Many people experience "sensory overstimulation," where they feel like you are bombarded by sensory input, such as sights and sounds.  This can be more common in disorders such as ADHD, Aspergers, and autism.

A woman who experienced this sensory overstimulation found that it subsided about 20 minutes after taking a potassium supplement. A neurologist found that her symptoms were the same as in "hypokalemic periodic paralysis," where ion channels in the muscles become overactive when potassium levels are low. The woman found that eating a high-carb diet and eating salty foods triggered her sensory overstimulation, just like in hypokalemic periodic paralysis.

The family studied also seemed to not react to lidocaine.

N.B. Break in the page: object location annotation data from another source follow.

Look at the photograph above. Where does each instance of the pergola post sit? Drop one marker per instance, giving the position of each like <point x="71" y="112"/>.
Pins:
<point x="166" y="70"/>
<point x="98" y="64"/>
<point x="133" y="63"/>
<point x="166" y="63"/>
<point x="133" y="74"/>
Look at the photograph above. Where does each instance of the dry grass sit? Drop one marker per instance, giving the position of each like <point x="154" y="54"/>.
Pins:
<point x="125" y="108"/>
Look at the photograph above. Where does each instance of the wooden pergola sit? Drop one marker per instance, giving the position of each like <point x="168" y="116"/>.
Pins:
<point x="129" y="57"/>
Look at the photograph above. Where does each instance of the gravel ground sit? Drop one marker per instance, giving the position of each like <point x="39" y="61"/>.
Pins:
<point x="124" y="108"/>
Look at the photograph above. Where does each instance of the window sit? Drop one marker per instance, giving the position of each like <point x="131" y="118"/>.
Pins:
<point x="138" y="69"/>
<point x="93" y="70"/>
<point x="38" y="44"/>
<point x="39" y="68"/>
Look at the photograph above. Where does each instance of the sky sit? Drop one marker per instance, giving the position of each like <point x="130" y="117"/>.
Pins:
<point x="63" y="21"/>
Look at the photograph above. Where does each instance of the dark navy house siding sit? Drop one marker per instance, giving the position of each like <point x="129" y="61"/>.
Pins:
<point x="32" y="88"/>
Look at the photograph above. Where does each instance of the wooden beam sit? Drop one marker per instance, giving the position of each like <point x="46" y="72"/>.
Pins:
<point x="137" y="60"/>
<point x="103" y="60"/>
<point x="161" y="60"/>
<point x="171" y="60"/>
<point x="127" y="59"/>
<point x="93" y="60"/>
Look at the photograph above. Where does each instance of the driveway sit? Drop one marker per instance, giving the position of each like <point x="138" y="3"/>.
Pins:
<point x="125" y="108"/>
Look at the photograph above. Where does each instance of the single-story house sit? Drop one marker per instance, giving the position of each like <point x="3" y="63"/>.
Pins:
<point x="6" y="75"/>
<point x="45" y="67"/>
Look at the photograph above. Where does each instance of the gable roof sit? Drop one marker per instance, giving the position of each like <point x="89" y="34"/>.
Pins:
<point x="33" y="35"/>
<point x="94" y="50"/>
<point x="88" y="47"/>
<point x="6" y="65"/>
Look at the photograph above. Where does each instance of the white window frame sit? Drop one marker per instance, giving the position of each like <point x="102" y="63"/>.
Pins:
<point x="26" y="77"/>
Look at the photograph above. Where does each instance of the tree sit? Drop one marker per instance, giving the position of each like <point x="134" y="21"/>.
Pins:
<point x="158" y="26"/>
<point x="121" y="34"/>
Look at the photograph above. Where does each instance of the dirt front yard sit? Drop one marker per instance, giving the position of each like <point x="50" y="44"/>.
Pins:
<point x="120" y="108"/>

The son had a lidocaine shot and it didn't even seem to work. There appears to be a connection between the way that lidocaine is processed and the other difficulties the mother was describing.

While the association between potassium, ADHD, sensory overstimulation, and resistance to lidocaine is not clear yet, it does open some interesting avenues for further research.

I wonder if the resistance applies to all "-caine" drugs, like novocaine? When I have my teeth drilled, I have to get the maximum dosage of novocaine, and then it wears off in about an hour. That might explain it. Time for me to go pop some potassium tablets!

Segal, M. et al. (2007). Hypokalemic Sensory Overstimulation. Journal of Child Neurology, Vol. 22, No. 12, 1408-1410.